You’re also going to find that you are capable of pulling more valuable metrics out of the Mini than what you get with CSBE/SiteSearch.  Granted the standard “what are people searching for” question is easily enough answered.  But what about “what are people searching for that isn’t returning results?”  That can be equally as valuable in a lot of cases.  And while Site Search allows for search numbers by month and day, the Mini can go down to the hour, as well as show you your current queries per minute.  It’ll even keep tabs on how many pages it’s crawling currently, how many errors it found, and email you about it all.  All the reports can be saved out as XML, naturally, so you can mix and match datasets as you need for custom reports.

dir1boxAnd I have one word for you: OneBox.  Mini has it, thanks to a trickle down effect from the GSA – hosted Google options do not have it.  The OneBox essentially allows you to add in custom search results based on query syntax, and tailor the styling of the results.  You see this all the time at Google, for instance when you type in a phone number, or FedEx tracking number.  As you can see, these results need not come from your Google Mini search index.  It can come from other collections, or other sources entirely.  In the screenshot to the right, you can see a mock up of a OneBox result that matches a name format and returns contact information along with the standard search results.  Uses for this are many, and can span anything you might store in databases, such as course listings, book ISBNs, names, weather (if you have campuses in different cities), room information, etc.  Anything that you can define some kind of search pattern for.

On a quasi similar note, you can also link certain searches (or parts of searches) to keymatches.  These are commonly used for ads on Google that appear at the very top of search results (usually highlighted light yellow with the “Sponsored Link” caption), but you can use them to highlight a link that goes right to the automotive department when someone searches for something containing the word “auto.”  This is another feature unique to the Mini and GSA, and one more way to make sure searches are presented with relevant links.  This is very useful in cases where a department might not have a well optimized site which doesn’t show up first in a search for their department.

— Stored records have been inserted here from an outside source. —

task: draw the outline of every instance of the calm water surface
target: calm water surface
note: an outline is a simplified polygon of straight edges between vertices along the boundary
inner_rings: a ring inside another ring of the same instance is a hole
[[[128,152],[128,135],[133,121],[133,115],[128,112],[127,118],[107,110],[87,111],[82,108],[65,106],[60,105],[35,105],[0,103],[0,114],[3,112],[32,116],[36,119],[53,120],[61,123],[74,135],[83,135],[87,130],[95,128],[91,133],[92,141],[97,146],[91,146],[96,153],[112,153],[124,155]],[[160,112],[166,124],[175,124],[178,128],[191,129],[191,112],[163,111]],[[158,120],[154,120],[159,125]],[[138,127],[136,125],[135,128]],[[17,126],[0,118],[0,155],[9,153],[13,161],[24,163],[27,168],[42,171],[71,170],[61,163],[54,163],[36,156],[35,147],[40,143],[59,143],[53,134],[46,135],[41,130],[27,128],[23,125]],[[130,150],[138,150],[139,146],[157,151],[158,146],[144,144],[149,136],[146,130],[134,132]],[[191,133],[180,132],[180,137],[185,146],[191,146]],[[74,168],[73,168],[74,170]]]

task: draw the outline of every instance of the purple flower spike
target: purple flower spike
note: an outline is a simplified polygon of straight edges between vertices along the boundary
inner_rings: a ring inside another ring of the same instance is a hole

Ultimately, it’s a judgment call whether or not these features are worth the money to you.  At $3000, you’re basically paying $1000 each for the server itself and two years of support.  You can’t buy the unit without support though, so that notwithstanding, you’re getting a full featured search box with support for about twice the cost of a good PC.  If you have more than 50,000 pages to index though, you’ll find that price goes up.  At the same time, if you do have over 50,000 pages, there are a lot of other reasons not to go hosted, such as control over results, index freshness, result relevance, etc.  All these are always important, but they become even more so the bigger your site is.  Consider, if you have half a million pages on your site, and you need to make sure people find the needle that they need to in that haystack, would you rather have some control over that, or cross your fingers and hope Google gets it right?

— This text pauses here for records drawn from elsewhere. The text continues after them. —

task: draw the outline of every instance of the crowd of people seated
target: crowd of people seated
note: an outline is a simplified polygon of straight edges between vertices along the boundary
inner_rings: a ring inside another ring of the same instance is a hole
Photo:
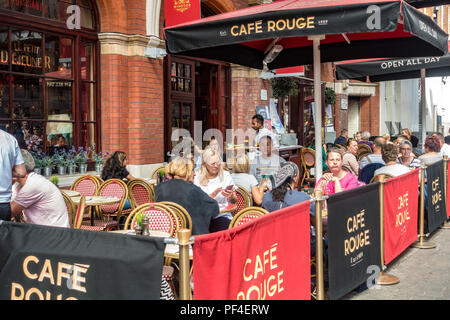
[[[349,138],[343,130],[336,142],[340,147],[328,146],[327,169],[314,185],[315,190],[325,195],[370,183],[380,174],[398,176],[419,168],[421,163],[429,165],[441,160],[443,155],[450,155],[450,146],[441,133],[428,136],[419,154],[417,140],[408,129],[394,138],[388,134],[370,137],[368,132],[358,132]],[[360,157],[358,146],[362,143],[368,145],[371,152]],[[229,227],[233,214],[224,209],[236,203],[238,186],[248,191],[255,206],[269,212],[308,201],[310,196],[301,192],[303,186],[299,185],[301,170],[277,154],[271,136],[261,137],[259,147],[256,155],[238,154],[231,162],[232,167],[222,160],[221,148],[215,141],[202,150],[199,163],[194,163],[192,157],[173,157],[165,167],[167,181],[155,187],[156,201],[183,206],[192,217],[194,235]],[[22,150],[22,157],[26,175],[13,181],[11,216],[23,213],[29,223],[68,227],[67,210],[60,192],[48,179],[33,172],[33,158],[26,150]],[[261,166],[275,168],[270,178],[257,179],[256,169]],[[126,167],[127,155],[116,151],[106,159],[101,178],[104,181],[135,179]],[[130,207],[128,201],[124,209]]]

My end impression is the Google’s Site Search is a great little tool for small businesses that are dealing in a few thousand pages, who can’t afford a server, or who don’t have the resources to maintain it.  Keeping up the server isn’t an involved job at all, but does require someone capable of checking in on it monthly or so, at least.  But, as universities, we generally have the resources for such a tool, both financially and manpower-wise.  We’re also large enough to justify a dedicated box for such an important task.

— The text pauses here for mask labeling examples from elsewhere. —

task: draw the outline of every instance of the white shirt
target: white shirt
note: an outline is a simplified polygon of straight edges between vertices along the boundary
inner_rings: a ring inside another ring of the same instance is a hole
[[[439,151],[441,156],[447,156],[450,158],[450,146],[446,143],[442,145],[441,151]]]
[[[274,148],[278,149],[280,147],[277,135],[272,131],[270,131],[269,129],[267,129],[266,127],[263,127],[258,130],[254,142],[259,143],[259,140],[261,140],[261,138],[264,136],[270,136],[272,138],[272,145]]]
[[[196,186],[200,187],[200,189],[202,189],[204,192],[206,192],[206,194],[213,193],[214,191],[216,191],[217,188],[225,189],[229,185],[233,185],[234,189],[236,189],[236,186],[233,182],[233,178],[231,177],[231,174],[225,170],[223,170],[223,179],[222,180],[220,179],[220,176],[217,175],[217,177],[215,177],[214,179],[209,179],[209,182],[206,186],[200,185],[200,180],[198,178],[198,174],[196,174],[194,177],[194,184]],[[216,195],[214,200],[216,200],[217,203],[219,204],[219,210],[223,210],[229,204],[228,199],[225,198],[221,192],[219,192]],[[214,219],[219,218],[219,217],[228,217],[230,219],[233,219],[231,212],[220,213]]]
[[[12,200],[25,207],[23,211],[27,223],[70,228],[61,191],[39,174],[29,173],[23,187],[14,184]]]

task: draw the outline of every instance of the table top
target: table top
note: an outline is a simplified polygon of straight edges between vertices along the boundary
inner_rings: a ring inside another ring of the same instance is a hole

If you’re still researching what’s right for you in hosted search, it might well be worth keeping an eye on Yahoo BOSS though, it’s making some pretty cool claims on functionality.  OmniFind is also great free software if you have the resources to run it already in place (like a VMWare cluster or other virtualized environment) and can function within its limitations (only having up to five collections being the big one).  Just remember, search is possibly the single biggest tool on your website behind maybe your portal, and it deserves due process to get the treatment and attention your users expect and deserve.